In both Flambeau and Orion, the EEOC seems to take the position that financial rewards/penalties are not allowed at all under wellness programs. Indeed, both suits appear to involve wellness programs that are participatory only—that is, if the employees at issue in the lawsuits had simply participated in the screenings, they would have received the wellness program reward. The employees didn’t have to meet certain health thresholds. Under the HIPAA regulations, and under PPACA, this type of program should be able to impose any level of financial reward/penalty. (And even if the programs were health-contingent - for example, if the employees had to meet a certain BMI or cholesterol level to receive the reward - the existing guidance would still allow for a reward up to an amount equal to 30% of the cost of the plan.)

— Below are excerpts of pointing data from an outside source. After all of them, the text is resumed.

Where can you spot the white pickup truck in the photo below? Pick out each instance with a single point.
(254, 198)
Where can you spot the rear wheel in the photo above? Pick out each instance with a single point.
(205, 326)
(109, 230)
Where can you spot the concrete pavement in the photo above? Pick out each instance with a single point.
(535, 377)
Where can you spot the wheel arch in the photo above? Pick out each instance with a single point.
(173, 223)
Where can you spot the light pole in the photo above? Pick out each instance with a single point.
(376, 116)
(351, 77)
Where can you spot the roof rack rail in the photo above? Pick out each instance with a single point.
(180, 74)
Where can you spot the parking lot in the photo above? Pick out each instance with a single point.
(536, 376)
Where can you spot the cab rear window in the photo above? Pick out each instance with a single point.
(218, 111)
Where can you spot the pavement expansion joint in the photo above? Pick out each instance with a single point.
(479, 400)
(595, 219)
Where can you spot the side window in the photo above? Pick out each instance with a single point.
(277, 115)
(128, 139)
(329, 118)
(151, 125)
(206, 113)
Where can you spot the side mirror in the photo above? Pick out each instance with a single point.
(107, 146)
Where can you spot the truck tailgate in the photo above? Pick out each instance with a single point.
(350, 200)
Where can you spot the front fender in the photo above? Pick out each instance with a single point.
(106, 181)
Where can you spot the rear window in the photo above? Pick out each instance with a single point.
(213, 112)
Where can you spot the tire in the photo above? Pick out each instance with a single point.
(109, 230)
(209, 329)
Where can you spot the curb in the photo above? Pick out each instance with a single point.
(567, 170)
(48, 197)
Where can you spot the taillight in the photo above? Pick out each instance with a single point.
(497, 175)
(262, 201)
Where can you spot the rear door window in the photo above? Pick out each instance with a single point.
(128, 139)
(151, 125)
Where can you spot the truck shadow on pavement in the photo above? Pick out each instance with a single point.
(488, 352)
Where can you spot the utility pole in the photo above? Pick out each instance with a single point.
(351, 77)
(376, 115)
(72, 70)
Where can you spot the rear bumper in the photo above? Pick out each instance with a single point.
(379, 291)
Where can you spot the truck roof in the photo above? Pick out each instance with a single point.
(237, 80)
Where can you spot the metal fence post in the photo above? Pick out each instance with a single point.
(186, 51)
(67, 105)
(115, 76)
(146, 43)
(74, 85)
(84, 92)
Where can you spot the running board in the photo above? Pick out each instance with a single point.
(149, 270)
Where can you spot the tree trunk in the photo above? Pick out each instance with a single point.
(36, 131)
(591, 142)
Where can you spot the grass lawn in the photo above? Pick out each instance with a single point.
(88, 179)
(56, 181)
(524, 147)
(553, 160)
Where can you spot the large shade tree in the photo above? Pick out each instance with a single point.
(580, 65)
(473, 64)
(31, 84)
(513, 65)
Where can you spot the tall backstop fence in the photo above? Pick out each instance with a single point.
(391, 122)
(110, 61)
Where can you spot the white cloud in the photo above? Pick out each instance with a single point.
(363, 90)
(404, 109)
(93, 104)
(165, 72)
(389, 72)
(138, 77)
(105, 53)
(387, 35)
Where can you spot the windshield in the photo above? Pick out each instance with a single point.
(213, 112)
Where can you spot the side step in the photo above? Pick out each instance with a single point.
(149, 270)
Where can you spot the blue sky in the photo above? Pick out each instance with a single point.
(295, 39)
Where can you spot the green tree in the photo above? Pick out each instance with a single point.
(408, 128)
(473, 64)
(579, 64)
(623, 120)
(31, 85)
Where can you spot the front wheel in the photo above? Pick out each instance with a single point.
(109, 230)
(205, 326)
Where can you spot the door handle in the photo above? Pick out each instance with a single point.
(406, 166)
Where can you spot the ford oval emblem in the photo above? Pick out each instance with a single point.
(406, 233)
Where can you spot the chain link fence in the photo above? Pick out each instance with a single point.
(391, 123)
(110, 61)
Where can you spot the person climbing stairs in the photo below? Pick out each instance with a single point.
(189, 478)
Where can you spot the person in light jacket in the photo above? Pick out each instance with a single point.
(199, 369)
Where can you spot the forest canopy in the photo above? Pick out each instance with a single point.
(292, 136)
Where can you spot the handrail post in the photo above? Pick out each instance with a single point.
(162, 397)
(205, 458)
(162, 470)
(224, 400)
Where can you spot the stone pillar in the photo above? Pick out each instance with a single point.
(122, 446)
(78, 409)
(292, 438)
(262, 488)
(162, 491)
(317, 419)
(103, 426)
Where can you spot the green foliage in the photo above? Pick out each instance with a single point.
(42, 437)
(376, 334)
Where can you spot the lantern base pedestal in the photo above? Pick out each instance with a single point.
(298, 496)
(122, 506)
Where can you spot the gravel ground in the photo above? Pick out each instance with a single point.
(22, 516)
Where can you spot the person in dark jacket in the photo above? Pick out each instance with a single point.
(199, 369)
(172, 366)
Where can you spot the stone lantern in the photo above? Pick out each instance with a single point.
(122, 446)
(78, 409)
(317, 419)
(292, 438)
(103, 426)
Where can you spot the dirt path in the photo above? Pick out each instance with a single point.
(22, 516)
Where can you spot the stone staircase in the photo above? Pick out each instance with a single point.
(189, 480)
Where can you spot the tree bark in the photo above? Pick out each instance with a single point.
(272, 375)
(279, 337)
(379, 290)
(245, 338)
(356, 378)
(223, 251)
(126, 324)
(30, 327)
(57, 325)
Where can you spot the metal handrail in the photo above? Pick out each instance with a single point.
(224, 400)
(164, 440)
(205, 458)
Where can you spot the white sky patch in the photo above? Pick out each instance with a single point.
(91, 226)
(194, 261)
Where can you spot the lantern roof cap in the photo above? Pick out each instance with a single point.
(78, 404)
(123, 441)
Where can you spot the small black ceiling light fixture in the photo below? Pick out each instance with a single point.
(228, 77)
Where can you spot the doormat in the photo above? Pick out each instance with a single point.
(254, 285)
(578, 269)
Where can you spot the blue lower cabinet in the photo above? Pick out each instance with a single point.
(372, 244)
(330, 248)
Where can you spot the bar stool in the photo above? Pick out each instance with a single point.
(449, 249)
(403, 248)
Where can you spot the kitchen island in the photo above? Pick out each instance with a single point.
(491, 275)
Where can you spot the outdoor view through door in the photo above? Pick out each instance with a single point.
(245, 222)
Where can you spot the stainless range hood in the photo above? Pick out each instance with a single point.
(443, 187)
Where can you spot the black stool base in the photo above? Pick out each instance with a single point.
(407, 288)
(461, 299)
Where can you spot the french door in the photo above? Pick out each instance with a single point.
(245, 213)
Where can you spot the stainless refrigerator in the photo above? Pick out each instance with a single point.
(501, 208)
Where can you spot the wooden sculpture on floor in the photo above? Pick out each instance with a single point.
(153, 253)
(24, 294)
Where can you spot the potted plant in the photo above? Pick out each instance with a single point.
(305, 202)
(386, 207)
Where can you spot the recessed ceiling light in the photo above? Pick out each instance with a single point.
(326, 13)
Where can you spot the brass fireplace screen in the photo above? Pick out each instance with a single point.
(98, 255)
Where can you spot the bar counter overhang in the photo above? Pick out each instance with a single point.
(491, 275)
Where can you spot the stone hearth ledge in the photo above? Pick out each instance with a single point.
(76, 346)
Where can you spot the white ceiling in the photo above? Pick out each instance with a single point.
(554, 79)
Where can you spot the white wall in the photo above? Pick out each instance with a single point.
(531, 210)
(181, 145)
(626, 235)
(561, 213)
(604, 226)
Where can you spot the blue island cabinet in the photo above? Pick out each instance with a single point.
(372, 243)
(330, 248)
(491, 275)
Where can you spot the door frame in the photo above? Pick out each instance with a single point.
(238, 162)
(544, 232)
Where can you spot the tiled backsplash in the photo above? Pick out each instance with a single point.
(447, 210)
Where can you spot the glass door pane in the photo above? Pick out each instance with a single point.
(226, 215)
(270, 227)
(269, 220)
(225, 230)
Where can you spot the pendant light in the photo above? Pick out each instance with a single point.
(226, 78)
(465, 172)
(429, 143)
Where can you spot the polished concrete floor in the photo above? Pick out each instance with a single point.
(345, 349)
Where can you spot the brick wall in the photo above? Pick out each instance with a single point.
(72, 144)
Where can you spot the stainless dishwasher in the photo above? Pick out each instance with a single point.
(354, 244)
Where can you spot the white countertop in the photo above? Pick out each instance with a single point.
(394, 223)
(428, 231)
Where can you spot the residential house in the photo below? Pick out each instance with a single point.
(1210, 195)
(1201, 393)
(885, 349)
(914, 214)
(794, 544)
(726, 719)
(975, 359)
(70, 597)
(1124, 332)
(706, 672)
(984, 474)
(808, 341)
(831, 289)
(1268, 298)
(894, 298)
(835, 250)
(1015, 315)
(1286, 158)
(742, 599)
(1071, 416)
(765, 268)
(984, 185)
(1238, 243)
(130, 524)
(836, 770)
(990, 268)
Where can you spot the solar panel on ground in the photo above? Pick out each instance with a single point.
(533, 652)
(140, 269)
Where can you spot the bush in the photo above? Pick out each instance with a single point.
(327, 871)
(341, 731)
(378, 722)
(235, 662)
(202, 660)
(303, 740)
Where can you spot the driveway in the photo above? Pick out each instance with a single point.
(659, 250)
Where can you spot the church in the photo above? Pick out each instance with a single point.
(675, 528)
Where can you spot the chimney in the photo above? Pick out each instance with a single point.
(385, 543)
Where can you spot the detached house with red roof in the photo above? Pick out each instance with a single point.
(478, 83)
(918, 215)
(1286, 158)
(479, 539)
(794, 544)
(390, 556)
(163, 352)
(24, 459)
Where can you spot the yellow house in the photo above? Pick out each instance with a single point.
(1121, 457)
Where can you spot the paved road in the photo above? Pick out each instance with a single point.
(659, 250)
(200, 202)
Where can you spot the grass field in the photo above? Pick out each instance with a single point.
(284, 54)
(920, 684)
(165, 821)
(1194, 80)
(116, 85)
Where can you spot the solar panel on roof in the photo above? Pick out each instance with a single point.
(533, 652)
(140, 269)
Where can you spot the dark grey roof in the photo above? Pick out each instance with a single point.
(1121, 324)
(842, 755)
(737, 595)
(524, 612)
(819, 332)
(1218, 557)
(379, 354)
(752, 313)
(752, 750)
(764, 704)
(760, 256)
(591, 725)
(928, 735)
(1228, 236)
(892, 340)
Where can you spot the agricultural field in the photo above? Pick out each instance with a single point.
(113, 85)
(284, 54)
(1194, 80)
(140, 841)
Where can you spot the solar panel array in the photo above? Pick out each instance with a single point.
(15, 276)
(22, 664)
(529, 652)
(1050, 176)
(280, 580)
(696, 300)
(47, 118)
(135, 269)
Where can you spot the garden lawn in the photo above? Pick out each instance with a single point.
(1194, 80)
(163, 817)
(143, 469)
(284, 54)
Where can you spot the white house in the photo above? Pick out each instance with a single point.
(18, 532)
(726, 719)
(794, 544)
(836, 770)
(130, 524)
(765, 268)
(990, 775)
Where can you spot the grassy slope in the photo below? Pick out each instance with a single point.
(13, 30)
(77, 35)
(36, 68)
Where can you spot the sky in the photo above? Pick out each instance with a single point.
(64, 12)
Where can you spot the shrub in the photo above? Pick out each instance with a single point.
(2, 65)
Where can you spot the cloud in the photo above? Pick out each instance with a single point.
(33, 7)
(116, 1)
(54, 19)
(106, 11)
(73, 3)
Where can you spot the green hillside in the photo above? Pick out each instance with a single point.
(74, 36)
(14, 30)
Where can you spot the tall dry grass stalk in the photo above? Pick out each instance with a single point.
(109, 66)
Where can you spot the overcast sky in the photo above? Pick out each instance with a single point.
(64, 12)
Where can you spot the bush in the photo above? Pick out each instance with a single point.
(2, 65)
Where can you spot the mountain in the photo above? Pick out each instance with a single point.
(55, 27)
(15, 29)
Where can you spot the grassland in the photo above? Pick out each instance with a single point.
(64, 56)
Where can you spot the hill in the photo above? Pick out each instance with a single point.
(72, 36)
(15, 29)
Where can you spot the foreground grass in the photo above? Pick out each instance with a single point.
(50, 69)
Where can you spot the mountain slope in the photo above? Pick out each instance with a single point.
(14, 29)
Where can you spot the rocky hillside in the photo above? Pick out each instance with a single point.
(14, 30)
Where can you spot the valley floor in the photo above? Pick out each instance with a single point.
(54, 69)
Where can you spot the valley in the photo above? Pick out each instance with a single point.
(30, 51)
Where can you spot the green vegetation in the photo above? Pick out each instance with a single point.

In the complaints, the EEOC emphasized that the wellness program requirements were not “job related and consistent with business necessity.” This is the standard for many complaints under the ADA. However, if this becomes the standard for wellness programs, what wellness programs could possibly pass this test? Wellness programs are designed to keep health plan costs down by rewarding healthy behaviors. They are designed for health plan sustainability and health promotion. They are not generally job-related. It is troubling that the EEOC, without having provided formal guidance, is filing suits against employers that appear to be complying with existing regulations. The EEOC has stated that it intends to issue wellness program regulations in 2014 under the ADA and the Genetic Information Nondiscrimination Act of 2008 (“GINA”). Written guidance from the EEOC will be welcome, as it appears that the EEOC is already enforcing these unknown rules (note that the EEOC had previously informally indicated that an HRA would be considered “voluntary” and thus compliant with the ADA if the benefit offered in exchange was not more than a 20% discount on the total cost of coverage). 

In this period of wellness plan design uncertainty, employers should continue to make sure that their health-contingent programs provide a reasonable alternative standard for obtaining the reward for individuals for whom it is unreasonably difficult, due to a medical condition, to satisfy the standard, or for whom it is medically inadvisable to attempt to achieve the standard. Also, keep in mind that all wellness programs must comply with GINA, which prohibits group health plans from discriminating based on genetic information, and from collecting such information.